Nesse sentido, percebe-se no Brasil, a influência do modelo democrático hegemônico liberal, disseminado principalmente por Schumpeter, no sentido de que,

os cidadãos devem exercer sua soberania popular apenas para eleger seus representantes. Assim, embora exista a previsão da democracia semidireta na CRFB/88, ela não consegue se concretizar, devido à lógica na qual está inserida. Isso por que, qualquer “excesso” de participação é entendido como um risco para a própria democracia.

Isso não significa que os mecanismos de participação cidadã não sejam capazes de serem utilizados efetivamente para influenciar nas decisões políticas de um país.

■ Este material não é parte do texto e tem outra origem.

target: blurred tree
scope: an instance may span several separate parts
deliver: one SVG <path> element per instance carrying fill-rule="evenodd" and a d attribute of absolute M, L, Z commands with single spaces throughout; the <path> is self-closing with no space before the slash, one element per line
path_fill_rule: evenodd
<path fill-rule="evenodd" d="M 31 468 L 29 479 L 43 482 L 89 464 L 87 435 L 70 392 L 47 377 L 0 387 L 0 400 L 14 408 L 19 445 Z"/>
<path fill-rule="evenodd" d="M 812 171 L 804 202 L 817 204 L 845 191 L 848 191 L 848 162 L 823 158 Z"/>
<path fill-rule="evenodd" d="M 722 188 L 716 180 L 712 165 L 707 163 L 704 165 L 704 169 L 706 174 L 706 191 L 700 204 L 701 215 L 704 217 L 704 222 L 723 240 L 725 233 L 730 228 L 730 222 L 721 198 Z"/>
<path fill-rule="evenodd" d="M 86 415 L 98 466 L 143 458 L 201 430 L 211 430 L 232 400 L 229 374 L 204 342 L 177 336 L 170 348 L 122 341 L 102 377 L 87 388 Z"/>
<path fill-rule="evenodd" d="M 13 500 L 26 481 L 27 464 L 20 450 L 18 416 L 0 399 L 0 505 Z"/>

Pelo contrário, foram citados neste capítulo, exemplos de que eles podem ser aplicados e podem impedir que os representantes adotem medidas contrárias a população.

Os exemplos aqui citados, onde a participação popular efetivamente ocorreu, demonstram ainda, que não existe limites para a utilização desses mecanismos, que podem ser aplicados em diferentes localidades, culturas e economias. Percebeu-se ainda, que eles podem influenciar na decisão de blocos econômicos e políticos, dotados de muito poder e forçá-los a, ao menos, adotar medidas alternativas.

Isso significa que, os instrumentos de participação podem ser utilizados na prática, desde que haja vontade política e, ao menos, flexibilização da lógica representativa pura. Assim, a efetividade dos mecanismos depende da lógica dentro da qual eles estão inseridos. Nesse sentido, no próximo capítulo será observado, que ainda que no Rio Grande do Sul, em um contexto muito específico, tenha sido criado um mecanismo que, em tese, contraria a democracia hegemônica, ele não é utilizado, o que reforça a ideia de medo dos representantes em relação à participação política dos cidadãos.